Mr Tchourilov said the $4bn inflow set a company record, as did HUB24, which brought in $3bn, sending its shares 8.73 per cent higher to $31.25.
“Independent wealth platform providers continue to build momentum, while incumbents like AMP struggle for market share,” he said.
“Looking at a five-year performance, AMP has lost close to 80 per cent in share price, compared to Netwealth, which has returned 445 per cent since listing in 2017.”
AMP shares slipped 2.2 per cent to $1.10.
Australian KFC and Taco Bell franchisee Collins Foods reported it was buying nine more KFCs in The Netherlands, bringing its network there to 44, representing 55 per cent of the market.
Collins Foods said the acquisitions would not count towards its target of up to 130 new KFC restaurants over the next 10 years.
Its shares dipped 0.37 per cent to $13.32.
Print-on-demand firm Redbubble provided a first quarter trading update, showing a 28 per cent fall in marketplace revenue, which excludes the artist’s margin.
“It was held back most by a decline in the sale of masks, which of course surged at the height of the pandemic but are starting to fade now,” Mr Daghlian said.
Redbubble said the results were in line with its expectations — which Mr Tchourilov described as “bearish” — and its shares slumped 12.5 per cent to $3.99, just below RBC Capital Markets’ $4 price target.
“The previously announced guidance wasn’t enough to cushion a price drop,” Mr Tchourilov said.
“What goes up must come down, and online retailers that saw a boom during Covid lockdowns are set for a harsh correction now that vaccination rates approach high levels.
“Still, Redbubble is trading 200 per cent above its pre-Covid high.”
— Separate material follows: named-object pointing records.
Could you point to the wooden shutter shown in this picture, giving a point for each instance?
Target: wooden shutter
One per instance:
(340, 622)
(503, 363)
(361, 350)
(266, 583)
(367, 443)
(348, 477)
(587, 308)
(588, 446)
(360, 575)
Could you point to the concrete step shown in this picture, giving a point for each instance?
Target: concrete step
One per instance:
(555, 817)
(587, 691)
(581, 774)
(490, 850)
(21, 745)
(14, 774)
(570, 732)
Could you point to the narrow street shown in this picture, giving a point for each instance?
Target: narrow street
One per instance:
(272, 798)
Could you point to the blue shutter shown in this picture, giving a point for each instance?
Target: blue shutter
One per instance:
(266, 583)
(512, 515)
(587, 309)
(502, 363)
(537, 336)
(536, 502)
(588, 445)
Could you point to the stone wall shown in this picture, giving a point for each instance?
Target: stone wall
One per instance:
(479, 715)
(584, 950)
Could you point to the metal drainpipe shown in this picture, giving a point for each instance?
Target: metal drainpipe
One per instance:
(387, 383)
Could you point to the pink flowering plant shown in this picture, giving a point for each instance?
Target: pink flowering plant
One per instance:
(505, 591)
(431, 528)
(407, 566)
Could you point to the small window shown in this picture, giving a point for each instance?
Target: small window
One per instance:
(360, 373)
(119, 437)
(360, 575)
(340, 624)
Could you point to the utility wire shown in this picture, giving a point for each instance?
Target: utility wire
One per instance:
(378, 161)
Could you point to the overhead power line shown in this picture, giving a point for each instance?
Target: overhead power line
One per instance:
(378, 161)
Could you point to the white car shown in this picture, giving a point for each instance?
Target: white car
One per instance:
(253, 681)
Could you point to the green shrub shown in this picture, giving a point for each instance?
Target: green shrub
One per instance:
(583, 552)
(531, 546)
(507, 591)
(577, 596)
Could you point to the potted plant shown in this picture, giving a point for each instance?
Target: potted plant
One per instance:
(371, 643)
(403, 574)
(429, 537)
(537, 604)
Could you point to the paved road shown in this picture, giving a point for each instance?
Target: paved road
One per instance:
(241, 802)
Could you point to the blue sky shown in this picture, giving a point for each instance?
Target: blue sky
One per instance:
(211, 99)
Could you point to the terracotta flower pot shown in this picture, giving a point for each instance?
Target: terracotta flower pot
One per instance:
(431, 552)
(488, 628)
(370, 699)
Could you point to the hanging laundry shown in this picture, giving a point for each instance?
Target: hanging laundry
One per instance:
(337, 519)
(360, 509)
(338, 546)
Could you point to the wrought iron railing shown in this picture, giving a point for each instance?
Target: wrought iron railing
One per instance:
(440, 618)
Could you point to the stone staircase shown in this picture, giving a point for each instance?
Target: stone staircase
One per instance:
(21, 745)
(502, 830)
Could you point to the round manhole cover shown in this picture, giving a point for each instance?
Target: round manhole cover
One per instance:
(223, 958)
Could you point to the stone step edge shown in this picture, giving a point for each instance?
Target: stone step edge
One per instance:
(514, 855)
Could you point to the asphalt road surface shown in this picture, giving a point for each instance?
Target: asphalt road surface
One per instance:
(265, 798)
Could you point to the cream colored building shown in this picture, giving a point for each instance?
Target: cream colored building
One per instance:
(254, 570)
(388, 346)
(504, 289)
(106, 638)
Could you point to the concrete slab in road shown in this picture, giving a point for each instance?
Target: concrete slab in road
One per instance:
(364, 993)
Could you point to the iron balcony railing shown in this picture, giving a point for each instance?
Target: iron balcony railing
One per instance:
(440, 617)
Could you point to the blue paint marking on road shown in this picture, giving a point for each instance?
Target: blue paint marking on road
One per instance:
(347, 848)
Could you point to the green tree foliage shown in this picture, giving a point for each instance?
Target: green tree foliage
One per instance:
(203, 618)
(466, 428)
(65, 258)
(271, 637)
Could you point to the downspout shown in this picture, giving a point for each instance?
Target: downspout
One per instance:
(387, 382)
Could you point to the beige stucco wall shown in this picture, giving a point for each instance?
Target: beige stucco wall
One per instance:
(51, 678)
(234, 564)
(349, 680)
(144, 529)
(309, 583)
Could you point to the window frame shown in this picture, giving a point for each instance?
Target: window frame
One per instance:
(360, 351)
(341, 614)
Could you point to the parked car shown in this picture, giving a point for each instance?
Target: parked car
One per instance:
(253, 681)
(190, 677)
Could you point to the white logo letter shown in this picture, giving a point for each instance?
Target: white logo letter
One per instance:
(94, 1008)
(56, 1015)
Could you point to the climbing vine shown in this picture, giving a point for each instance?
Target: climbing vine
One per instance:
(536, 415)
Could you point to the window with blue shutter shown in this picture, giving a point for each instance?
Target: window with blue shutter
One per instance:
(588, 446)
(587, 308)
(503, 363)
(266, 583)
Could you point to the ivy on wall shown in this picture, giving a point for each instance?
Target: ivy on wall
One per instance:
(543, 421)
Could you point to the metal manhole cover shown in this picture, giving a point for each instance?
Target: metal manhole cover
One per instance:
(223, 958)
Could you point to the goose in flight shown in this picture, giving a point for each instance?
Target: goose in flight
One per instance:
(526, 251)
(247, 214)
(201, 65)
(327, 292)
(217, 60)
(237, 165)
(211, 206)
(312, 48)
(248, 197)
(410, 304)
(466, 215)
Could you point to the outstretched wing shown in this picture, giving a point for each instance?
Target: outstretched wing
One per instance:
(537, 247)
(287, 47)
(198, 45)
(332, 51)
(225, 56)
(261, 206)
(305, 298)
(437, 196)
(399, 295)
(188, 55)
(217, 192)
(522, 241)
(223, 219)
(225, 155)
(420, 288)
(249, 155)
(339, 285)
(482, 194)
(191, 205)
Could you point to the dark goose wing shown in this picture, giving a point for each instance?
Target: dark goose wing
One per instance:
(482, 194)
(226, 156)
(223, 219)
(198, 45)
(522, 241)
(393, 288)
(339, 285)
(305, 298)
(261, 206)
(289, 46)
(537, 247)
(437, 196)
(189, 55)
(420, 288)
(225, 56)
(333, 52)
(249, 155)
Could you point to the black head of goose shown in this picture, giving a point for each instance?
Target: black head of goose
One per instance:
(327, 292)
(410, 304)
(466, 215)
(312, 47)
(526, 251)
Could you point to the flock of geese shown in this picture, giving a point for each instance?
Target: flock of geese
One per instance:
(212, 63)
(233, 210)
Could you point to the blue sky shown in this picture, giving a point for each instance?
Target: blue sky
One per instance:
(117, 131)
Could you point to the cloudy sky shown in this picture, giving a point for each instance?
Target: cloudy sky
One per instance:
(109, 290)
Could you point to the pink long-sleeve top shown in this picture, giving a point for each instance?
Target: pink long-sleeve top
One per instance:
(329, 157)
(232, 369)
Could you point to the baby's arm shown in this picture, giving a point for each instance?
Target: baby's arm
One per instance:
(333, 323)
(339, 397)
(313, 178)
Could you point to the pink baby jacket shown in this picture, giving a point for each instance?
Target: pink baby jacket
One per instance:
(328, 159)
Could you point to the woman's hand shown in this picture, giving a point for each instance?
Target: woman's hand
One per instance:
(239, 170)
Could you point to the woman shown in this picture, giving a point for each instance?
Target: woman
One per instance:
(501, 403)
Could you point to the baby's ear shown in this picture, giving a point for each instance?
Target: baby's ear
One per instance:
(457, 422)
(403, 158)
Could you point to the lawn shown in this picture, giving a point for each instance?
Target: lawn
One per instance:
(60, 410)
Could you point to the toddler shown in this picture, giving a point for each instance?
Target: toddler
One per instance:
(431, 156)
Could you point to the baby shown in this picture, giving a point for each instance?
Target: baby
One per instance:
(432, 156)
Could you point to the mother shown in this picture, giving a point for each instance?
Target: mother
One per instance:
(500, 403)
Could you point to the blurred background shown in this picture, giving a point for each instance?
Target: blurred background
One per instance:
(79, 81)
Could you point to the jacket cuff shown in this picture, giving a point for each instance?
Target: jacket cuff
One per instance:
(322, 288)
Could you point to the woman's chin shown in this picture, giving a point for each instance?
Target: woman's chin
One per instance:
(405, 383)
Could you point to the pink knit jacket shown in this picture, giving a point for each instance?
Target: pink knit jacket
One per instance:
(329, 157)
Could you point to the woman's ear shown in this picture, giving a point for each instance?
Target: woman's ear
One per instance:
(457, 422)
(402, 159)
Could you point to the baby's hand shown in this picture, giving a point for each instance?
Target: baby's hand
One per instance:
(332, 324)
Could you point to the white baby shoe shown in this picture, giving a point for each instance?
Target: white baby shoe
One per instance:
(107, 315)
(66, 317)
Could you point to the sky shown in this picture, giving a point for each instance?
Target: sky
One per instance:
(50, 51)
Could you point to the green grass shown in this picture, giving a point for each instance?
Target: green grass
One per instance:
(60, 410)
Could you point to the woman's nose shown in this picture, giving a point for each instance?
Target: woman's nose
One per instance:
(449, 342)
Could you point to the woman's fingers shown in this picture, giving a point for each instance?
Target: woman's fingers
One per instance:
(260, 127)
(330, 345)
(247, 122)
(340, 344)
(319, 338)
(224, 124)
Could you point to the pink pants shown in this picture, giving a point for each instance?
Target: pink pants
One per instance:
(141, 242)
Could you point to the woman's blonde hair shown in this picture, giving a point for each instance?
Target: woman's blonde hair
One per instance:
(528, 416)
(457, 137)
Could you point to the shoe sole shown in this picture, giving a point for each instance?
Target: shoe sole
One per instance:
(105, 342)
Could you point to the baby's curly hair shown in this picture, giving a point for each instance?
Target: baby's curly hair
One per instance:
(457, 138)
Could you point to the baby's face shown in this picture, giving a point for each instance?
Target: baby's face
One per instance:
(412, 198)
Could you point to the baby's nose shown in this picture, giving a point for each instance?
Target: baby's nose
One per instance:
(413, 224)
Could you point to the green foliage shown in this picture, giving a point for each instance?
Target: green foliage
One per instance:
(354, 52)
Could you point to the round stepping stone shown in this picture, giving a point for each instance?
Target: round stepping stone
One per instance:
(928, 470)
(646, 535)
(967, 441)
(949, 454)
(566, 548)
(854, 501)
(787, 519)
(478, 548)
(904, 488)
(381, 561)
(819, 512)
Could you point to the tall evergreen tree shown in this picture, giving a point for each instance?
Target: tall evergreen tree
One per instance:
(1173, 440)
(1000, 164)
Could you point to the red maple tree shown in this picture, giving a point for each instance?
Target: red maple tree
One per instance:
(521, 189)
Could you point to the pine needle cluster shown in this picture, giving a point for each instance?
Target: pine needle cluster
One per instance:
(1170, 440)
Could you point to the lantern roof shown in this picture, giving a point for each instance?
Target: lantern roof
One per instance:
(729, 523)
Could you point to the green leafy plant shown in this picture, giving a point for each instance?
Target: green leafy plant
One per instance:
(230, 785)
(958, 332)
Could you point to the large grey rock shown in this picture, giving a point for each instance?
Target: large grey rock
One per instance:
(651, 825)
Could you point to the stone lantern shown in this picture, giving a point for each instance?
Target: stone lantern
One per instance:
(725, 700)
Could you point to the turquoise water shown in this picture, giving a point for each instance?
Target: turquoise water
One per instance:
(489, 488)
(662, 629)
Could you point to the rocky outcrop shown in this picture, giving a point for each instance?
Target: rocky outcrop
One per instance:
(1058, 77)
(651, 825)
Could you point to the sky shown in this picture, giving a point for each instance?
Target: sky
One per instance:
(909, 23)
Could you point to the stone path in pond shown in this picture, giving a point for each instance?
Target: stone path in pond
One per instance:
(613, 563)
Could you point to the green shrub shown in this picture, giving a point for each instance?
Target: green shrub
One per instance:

RBC analyst Chami Ratnapala said some numbers in Redbubble’s update disappointed, noting improving monthly revenue trends towards September, but the marketing investment to support this was higher than expected.
a2 Milk, which rode high on Wednesday after fellow infant formula manufacturer Bubs Australia provided a September quarter update showing a strong rebound in its China-facing business, gained 4.26 per cent to $6.86.
But Bubs retreated 3 per cent to 48.5 cents after soaring almost 39 per cent on Wednesday, which was the best day of the year for both companies.
Macquarie said the read-through that Bubs’ improving fortunes could signal a turning point for a2 may be premature.
“While Bubs’ commentary appears positive for a2, the relative scale and channel rebalancing impacts are different, and a2 is more impacted by weak China birthrate and competition,” Macquarie said, giving a2 a 12-month price target of $5.40.
Energy stocks were among the few drags on the market, perhaps due to profit-taking after being the best-performing sector over the past month, Mr Daghlian said.
Santos eased 1.34 per cent to $7.34 and Origin dipped 0.39 per cent to $5.05.
ANZ backtracked 0.72 per cent to $27.58, Commonwealth Bank gave up 1.27 per cent to $101.91, National Australia Bank inched four cents higher to $28.58 and Westpac eased three cents to $25.27.
The Aussie dollar was buying 73.87 US cents, 54.04 British pence and 63.72 Euro cents in afternoon trade.